Name Type Description Default
features (list[str, str], list[str])

List of Name Variant Tuples

required
entities dict

Dictionary of entity name/value pairs

required

Returns:

Name Type Description
features Array

An Numpy array of feature values in the order given by the inputs

Training Sets

Return an iterator that iterates through the specified training set.

Examples:

    client = ff.Client()
    dataset = client.training_set("fraud_training", "quickstart")
    training_dataset = dataset.repeat(10).shuffle(1000).batch(8)
    for feature_batch in training_dataset:
        # Train model

Parameters:

Name Type Description Default
name str

Name of training set to be retrieved

required
variant str

Variant of training set to be retrieved

''

Returns:

Name Type Description
training_set Dataset

A training set iterator

Train/Test Split (Beta)

(This functionality is currently only available for Clickhouse).

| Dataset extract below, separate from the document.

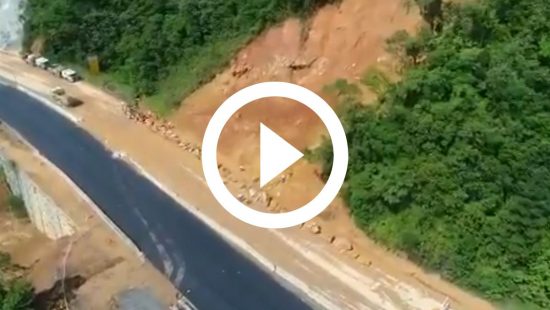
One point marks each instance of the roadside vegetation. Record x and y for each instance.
(15, 293)
(161, 49)
(452, 166)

Splits an existing training set into training and testing iterators. The split is processed on the underlying provider and calculated at serving time.

Examples:

import featureform as ff
client = ff.Client()
train, test = client
    .training_set("fraud_training", "v1")
    .train_test_split(
        test_size=0.7,
        train_size=0.3,
        shuffle=True,
        random_state=None,
        batch_size=5
    )

for features, label in train:
    print(features)
    print(label)
    clf.partial_fit(features, label)

for features, label in test:
    print(features)
    print(label)
    clf.score(features, label)


# TRAIN OUTPUT
# np.array([
#   [1, 1, 3],
#   [5, 1, 2],
#   [7, 6, 5],
#   [8, 3, 3],
#   [5, 2, 2],
# ])
# np.array([2, 4, 2, 3, 4])
# np.array([
#   [3, 1, 2],
#   [5, 4, 5],
# ])
# np.array([6, 7])

# TEST OUTPUT
# np.array([
#   [5, 1, 3],
#   [4, 3, 1],
#   [6, 6, 7],
# ])
# np.array([4, 6, 7])

Parameters:

Name Type Description Default
test_size float

The ratio of test set size to train set size. Must be a value between 0 and 1. If excluded it will be the complement to the train_size. One of test_size or train_size must be specified.

0
train_size float

The ratio of train set size to train set size. Must be a value between 0 and 1. If excluded it will be the complement to the test_size. One of test_size or train_size must be specified.

0
shuffle bool

Whether to shuffle the dataset before splitting.

True
random_state Optional[int]

A random state to shuffle the dataset. If None, the dataset will be shuffled randomly on every call. If >0, the value will be used a seed to create random shuffle that can be repeated if subsequent calls use the same seed.

None
batch_size int

The size of the batch to return from the iterator. Must be greater than 0.

1

Returns:

Name Type Description
train Iterator

An iterator for training values.

test Iterator

An iterator for testing values.

Sources

Return a dataframe from a registered source or transformation

Example:

definitions.py
transactions_df = client.dataframe("transactions", "quickstart")

avg_user_transaction_df = transactions_df.groupby("CustomerID")["TransactionAmount"].mean()

Parameters:

Name Type Description Default
source Union[SourceRegistrar, SubscriptableTransformation, str]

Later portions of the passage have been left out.